Two liquidity ranges will be deployed within each vault to create a Gaussian distribution, that is liquidity be highest at the active price range (usually $1) and tapered off at ticks around this price range. This is based on backtested data and dramatically increases liquidity utilization and swap fee rewards.

Applicable Pool Types

Stable-stable asset pairs closely trading in parity

Example Pools: USDC.e-USDC, USDT-USDC, USDT.e-USDT

Advantages

  • Accrued fees will be compounded back into the position regularly on behalf of LPs compounding yield.

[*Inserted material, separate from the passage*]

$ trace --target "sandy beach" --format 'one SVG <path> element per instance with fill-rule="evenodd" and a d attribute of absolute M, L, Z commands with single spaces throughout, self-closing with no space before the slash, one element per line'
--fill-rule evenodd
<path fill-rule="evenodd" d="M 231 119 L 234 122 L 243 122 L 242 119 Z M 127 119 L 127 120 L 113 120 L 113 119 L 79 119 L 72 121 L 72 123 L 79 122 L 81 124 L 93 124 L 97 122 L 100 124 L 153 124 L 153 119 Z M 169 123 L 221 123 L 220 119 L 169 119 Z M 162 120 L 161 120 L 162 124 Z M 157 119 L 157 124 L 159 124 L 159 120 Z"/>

  • The strategy will enable LPs to capture a large range of profitable swap fees.

  • The strategy is non-rebalancing to mitigate the impacts of IL.

  • Multiple ranges within a single vault allow higher capital efficiency and higher swap rewards.

  • Socialization allows for the reduction of gas fees.

Risks

  • During times of high volatility in the markets, the allocation of assets could vary quite significantly from 50/50.

  • During times of high volatility fee APRs will temporarily drop to 0% until trading occurs at a healthy peg price.